Jon Foreman performs with Switchfoot at the 2007 Ichthus Festival in Wilmore, Ky. LexGo photo by Rich Copley.
Switchfoot's songs have long addressed issues about faith in this modern world, usually dressed up in rockin' grooves that touch on pop, punk and funk. Oh! Gravity, the band's last disc, even found the group, and specifically frontman Jon Foreman, going more and more behind closed doors for songs that sounded like they came from deeply personal places -- see Faust, Midas and Myself or Let Your Love be Strong.
Solo, Foreman's voice is at once familiar and brand new. Unlike many bandleader-gone-solo efforts, where it's hard to discern a difference, Fall and Winter are unmistakably singular efforts in the soundscapes and songwriting. These are albums Switchfoot probably wouldn't have made. The sound is mostly acoustic and spare, with a single guitar or piano often augmented by by strings or winds, probably to best effect on The Moon is a Magnet. Foreman likes echo, his instruments often seeming to bounce among quiet hillsides.
Lyrically, he's much more first person than in Switchfoot, and touches on subjects such as sex, addiction and death that have never been favorites in the Christian pop market. There is the Switchfoot social justice voice, particularly Equally Skilled from Fall -- "both of our hands are equally skilled, at doing evil; equally skilled, at bribing the judges; equally skilled, at perverting justice." But there's also My Love Goes Free, with its phone calls from the West Coast to Nashville and story of a tortured relationship.
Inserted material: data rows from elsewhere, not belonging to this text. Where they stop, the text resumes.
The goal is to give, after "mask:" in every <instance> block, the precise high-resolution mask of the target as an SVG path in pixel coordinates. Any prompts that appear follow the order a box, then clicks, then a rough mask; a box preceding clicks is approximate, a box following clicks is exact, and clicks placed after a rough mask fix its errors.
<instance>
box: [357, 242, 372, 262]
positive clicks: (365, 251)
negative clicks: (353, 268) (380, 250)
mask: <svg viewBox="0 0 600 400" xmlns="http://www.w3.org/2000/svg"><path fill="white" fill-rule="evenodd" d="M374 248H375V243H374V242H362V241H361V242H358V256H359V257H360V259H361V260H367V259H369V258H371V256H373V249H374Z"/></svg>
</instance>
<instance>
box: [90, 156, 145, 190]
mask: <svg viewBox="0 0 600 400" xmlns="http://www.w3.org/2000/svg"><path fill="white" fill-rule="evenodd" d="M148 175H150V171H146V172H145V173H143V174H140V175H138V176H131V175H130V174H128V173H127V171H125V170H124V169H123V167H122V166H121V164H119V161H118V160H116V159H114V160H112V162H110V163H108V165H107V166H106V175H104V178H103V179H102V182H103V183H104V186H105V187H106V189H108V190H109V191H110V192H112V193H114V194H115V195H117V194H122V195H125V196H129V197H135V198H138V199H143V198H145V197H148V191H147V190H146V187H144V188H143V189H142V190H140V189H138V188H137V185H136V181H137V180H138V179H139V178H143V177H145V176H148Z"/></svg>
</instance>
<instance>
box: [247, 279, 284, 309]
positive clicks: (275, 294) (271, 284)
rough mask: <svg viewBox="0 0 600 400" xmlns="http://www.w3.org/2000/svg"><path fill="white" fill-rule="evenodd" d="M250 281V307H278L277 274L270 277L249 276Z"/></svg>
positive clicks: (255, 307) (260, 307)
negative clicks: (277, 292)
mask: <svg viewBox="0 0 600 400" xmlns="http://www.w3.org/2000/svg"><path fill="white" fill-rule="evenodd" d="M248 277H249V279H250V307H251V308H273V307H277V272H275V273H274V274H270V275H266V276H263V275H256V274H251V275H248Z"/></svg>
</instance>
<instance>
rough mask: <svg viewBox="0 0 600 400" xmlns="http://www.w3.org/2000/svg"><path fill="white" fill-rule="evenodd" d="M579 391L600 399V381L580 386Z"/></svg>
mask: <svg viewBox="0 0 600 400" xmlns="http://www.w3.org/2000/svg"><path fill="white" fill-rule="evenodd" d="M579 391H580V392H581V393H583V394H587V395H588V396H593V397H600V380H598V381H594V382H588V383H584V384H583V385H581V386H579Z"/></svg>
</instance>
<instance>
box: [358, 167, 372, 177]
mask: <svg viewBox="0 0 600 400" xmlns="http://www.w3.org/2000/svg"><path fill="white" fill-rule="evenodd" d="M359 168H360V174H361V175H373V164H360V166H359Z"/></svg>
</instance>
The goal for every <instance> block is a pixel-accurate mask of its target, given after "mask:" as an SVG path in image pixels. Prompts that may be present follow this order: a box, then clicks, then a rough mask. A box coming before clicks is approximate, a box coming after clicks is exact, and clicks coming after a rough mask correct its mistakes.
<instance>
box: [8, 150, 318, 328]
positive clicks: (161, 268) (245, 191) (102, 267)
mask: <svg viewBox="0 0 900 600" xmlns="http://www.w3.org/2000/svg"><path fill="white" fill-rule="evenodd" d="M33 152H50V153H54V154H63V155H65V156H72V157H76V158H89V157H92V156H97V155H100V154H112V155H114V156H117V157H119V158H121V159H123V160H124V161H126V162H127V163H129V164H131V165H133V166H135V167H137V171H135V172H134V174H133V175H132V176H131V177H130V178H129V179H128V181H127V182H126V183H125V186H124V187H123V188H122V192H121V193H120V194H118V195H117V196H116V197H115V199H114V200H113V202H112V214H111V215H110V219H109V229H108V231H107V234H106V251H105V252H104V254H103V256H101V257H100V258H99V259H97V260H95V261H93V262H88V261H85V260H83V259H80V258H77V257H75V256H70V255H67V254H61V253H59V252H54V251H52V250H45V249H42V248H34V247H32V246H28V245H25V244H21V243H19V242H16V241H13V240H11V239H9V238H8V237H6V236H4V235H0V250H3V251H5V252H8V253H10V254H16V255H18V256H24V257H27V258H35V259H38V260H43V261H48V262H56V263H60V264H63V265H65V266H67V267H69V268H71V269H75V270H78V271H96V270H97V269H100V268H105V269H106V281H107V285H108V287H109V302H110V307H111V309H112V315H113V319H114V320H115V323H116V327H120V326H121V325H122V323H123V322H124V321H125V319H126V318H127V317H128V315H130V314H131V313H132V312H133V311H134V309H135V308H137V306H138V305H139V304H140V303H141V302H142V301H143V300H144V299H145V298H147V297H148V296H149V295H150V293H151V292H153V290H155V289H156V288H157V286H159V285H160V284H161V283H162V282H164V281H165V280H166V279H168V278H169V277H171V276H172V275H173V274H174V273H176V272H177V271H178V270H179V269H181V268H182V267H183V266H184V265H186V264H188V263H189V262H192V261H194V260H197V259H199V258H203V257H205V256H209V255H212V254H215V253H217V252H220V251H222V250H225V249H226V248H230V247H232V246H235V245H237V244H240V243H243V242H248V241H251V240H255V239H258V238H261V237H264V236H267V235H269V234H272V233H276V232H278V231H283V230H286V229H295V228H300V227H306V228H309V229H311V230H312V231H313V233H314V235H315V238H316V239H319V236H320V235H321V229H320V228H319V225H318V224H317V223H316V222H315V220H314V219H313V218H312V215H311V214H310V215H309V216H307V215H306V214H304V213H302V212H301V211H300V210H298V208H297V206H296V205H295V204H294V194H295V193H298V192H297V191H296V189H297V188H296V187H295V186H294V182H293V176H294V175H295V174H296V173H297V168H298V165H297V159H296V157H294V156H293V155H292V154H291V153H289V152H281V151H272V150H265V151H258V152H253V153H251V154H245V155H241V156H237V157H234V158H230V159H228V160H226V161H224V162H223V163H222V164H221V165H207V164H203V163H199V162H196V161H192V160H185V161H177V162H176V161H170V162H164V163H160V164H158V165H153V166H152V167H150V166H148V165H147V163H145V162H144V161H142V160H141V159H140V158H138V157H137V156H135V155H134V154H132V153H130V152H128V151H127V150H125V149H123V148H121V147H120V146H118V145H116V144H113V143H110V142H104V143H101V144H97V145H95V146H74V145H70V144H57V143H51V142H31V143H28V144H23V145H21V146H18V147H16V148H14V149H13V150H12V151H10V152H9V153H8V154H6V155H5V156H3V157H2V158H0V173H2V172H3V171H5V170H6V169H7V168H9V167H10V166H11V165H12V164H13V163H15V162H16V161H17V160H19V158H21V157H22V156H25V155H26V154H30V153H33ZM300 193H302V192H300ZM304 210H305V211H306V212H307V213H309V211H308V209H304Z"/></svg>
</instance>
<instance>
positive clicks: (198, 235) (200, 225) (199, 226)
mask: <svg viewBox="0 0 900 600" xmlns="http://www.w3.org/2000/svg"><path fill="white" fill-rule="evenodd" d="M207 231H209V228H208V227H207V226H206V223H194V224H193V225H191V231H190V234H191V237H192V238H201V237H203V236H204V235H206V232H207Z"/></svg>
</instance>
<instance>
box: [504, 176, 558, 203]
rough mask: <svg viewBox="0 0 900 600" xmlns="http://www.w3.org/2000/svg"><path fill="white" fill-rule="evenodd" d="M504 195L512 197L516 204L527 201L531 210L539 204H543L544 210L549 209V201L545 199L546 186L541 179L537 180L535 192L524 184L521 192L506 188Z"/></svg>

They're songs that, here in Central Kentucky, would probably sound more at home on adult rock WUKY that on Air1, and Foreman has been playing some very mainstream venues to support this project. That said, the discs also contain some of his most explicitly Christian lyrics in years, from Fall's opening statement of faith, The Cure for Pain, to the communion song, In Love, that closes Winter.
And, like at the end of most any winter, when Foreman's latest EP ends, you think, "I can't wait for Spring."
"Oh, I guess they'll say I've grown," Foreman sings on Fall's Southbound Train. Yes we will, and may you grow much more, and continue to share your soul.